How is social impact investing different?
Social impact investing is the act of making financial investments in companies, sectors and initiatives that intend to create social and environmental outcomes alongside financial outcomes. Social impact investing sees different sectors – governments, NGOs, investors, and communities – put capital towards the common good. Comparatively, regular investment opportunities solely focus on financial outcomes, which could have harmful outcomes for society and the environment.
A combined focus on social and financial outcomes can make investing more attractive to certain sectors, groups or organisations. Additionally, it promotes sustainable outcomes and win-win situations. Above all, social investment promotes circular economy principles to equip society for future challenges and shifting variables.

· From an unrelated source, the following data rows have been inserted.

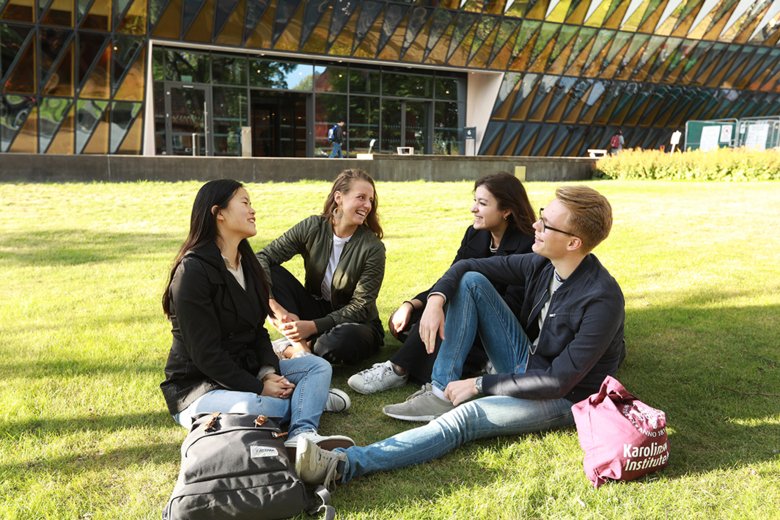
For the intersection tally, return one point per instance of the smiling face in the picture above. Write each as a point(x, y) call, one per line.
point(549, 242)
point(355, 204)
point(238, 218)
point(487, 215)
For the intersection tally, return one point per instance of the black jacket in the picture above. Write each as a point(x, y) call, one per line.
point(582, 339)
point(476, 244)
point(218, 336)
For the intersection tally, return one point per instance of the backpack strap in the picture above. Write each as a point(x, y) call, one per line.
point(321, 504)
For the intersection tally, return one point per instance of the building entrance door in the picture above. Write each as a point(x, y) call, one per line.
point(406, 123)
point(280, 124)
point(188, 119)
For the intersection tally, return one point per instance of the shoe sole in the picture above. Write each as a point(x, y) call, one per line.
point(325, 444)
point(369, 392)
point(343, 402)
point(410, 418)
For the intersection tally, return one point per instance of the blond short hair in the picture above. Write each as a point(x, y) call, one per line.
point(590, 214)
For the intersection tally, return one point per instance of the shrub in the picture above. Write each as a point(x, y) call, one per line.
point(724, 164)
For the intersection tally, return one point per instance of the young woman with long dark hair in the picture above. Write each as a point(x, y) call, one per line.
point(503, 220)
point(221, 359)
point(333, 314)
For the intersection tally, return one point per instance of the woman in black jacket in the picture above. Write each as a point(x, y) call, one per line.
point(503, 220)
point(221, 359)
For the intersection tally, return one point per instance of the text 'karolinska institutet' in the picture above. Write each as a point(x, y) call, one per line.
point(545, 77)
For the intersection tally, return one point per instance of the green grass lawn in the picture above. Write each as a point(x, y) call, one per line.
point(84, 432)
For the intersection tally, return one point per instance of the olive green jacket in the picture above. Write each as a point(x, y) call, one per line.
point(358, 276)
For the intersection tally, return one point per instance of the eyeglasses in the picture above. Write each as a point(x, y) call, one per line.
point(545, 226)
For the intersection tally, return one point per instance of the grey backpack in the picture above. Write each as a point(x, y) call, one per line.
point(236, 466)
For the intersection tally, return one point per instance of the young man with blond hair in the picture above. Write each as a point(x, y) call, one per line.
point(569, 337)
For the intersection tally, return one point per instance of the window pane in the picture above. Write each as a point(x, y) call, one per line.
point(159, 119)
point(331, 79)
point(446, 88)
point(15, 111)
point(403, 85)
point(229, 69)
point(230, 114)
point(445, 134)
point(187, 67)
point(364, 81)
point(123, 115)
point(280, 74)
point(329, 109)
point(363, 122)
point(88, 117)
point(50, 115)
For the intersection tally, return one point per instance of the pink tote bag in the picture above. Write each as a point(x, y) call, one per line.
point(622, 437)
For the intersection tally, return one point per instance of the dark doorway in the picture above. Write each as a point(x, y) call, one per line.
point(187, 121)
point(279, 124)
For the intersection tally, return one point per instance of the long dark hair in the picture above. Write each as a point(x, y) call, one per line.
point(342, 184)
point(510, 195)
point(203, 229)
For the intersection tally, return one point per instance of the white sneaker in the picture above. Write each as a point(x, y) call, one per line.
point(338, 401)
point(316, 466)
point(280, 345)
point(378, 378)
point(325, 442)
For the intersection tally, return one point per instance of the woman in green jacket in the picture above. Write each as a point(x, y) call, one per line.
point(333, 314)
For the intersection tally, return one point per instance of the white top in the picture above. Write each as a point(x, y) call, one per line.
point(333, 261)
point(238, 273)
point(555, 283)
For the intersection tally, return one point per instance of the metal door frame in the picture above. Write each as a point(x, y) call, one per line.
point(208, 122)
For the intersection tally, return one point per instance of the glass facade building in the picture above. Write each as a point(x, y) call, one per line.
point(534, 77)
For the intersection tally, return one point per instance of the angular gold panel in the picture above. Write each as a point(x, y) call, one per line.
point(134, 21)
point(392, 48)
point(23, 79)
point(26, 140)
point(62, 143)
point(97, 83)
point(232, 33)
point(60, 13)
point(344, 40)
point(60, 82)
point(291, 36)
point(98, 142)
point(169, 24)
point(262, 35)
point(203, 26)
point(132, 87)
point(132, 144)
point(98, 18)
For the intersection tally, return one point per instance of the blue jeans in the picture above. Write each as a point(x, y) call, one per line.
point(476, 306)
point(311, 376)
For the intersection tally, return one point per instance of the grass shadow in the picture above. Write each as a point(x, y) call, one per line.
point(62, 247)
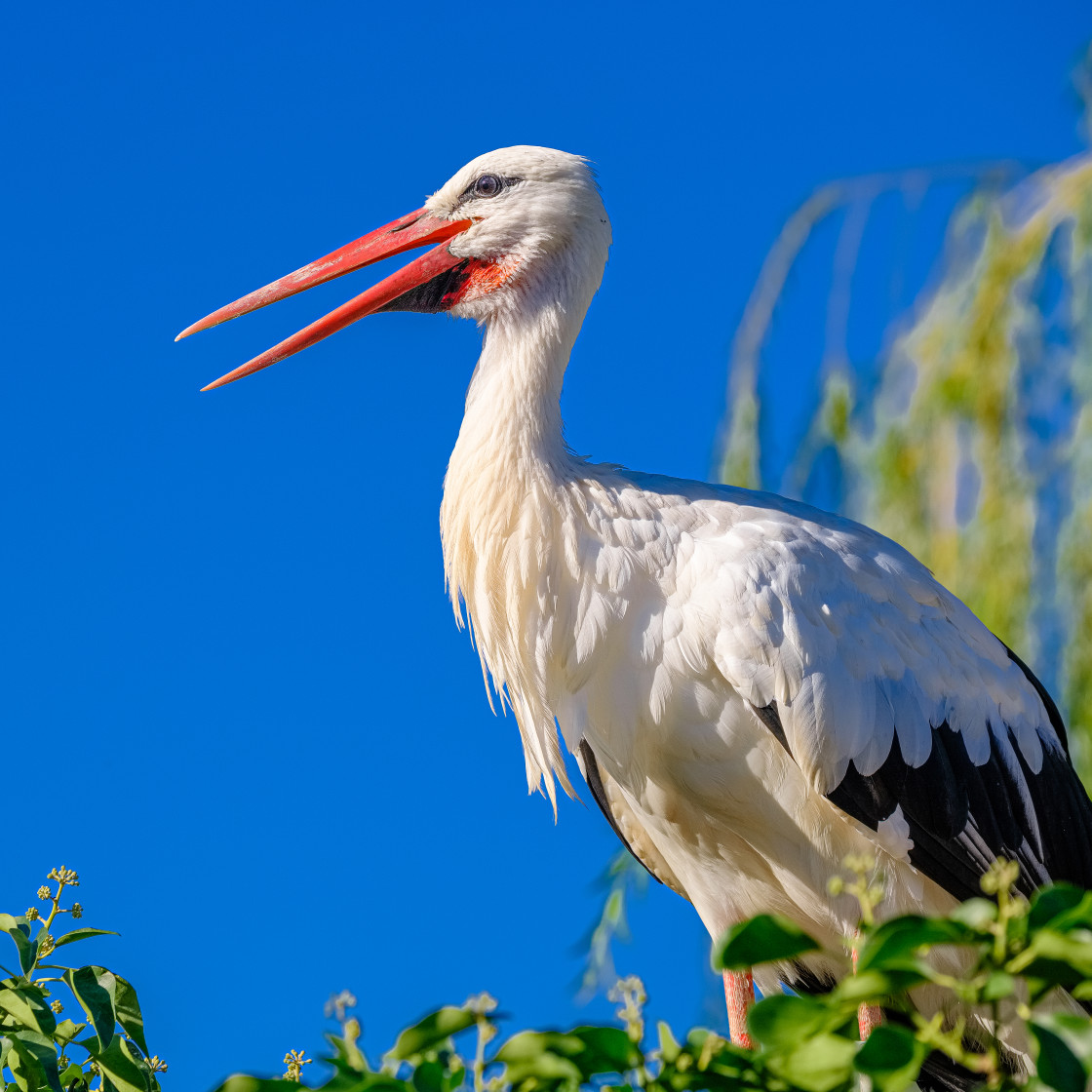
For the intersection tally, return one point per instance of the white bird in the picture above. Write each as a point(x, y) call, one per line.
point(754, 689)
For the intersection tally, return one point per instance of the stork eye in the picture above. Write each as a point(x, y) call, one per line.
point(488, 185)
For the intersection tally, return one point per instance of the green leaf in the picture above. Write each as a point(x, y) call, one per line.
point(537, 1059)
point(975, 913)
point(605, 1049)
point(129, 1015)
point(20, 931)
point(430, 1034)
point(36, 1059)
point(27, 1004)
point(127, 1071)
point(1059, 906)
point(1063, 958)
point(1059, 1065)
point(895, 943)
point(821, 1064)
point(69, 938)
point(891, 1057)
point(763, 939)
point(73, 1072)
point(428, 1076)
point(998, 985)
point(66, 1031)
point(781, 1021)
point(96, 989)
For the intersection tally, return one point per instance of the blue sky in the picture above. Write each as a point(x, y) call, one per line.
point(235, 699)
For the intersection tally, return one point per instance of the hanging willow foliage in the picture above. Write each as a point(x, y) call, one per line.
point(970, 439)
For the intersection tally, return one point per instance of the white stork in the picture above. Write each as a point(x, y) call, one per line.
point(753, 689)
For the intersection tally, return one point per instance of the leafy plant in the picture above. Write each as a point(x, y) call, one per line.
point(997, 961)
point(35, 1047)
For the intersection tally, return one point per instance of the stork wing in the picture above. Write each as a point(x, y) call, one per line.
point(897, 702)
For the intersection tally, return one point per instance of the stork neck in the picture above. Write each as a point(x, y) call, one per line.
point(513, 411)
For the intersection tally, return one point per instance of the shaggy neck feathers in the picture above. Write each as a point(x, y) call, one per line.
point(505, 505)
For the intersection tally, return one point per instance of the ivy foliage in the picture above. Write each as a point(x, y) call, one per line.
point(37, 1051)
point(1003, 961)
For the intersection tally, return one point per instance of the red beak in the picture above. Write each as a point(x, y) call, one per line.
point(416, 229)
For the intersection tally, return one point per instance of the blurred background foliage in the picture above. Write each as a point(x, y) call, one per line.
point(964, 429)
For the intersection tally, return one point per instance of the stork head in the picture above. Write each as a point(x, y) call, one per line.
point(519, 228)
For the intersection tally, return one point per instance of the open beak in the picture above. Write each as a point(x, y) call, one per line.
point(418, 228)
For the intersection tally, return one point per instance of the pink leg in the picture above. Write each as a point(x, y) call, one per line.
point(870, 1017)
point(739, 994)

Why is social impact investing important?
Social impact investing is important for several reasons:
Addressing pressing issues
It provides a means to channel financial resources towards solving social and environmental challenges, such as poverty alleviation, access to education and healthcare, and more. By targeting these issues directly, impact investing can contribute to positive change and help build a more equitable and sustainable world. The dual focus on both social and financial outcomes means that it investing opportunities like these become appealing to a more broad range of investors as well.
Mobilising private capital
Social impact investing taps into the power of private sector capital to support initiatives that might otherwise struggle to secure adequate funding. By attracting investments from individuals, corporations, and institutions, impact investing expands the available resources for addressing societal issues beyond traditional philanthropy or government funding. Blended approaches where different types of funding are combined to fund programs, such as pooled funding initiatives, become more common and important as funding source in social impact investing. AVPN’s pooled funds are a great example of this.
Driving innovation and scalability
Impact investing encourages the development of innovative solutions that can have a broad and scalable impact. The emphasis on measurable outcomes and positive social or environmental performance incentivises entrepreneurs and organisations to create and scale sustainable business models that address societal challenges effectively.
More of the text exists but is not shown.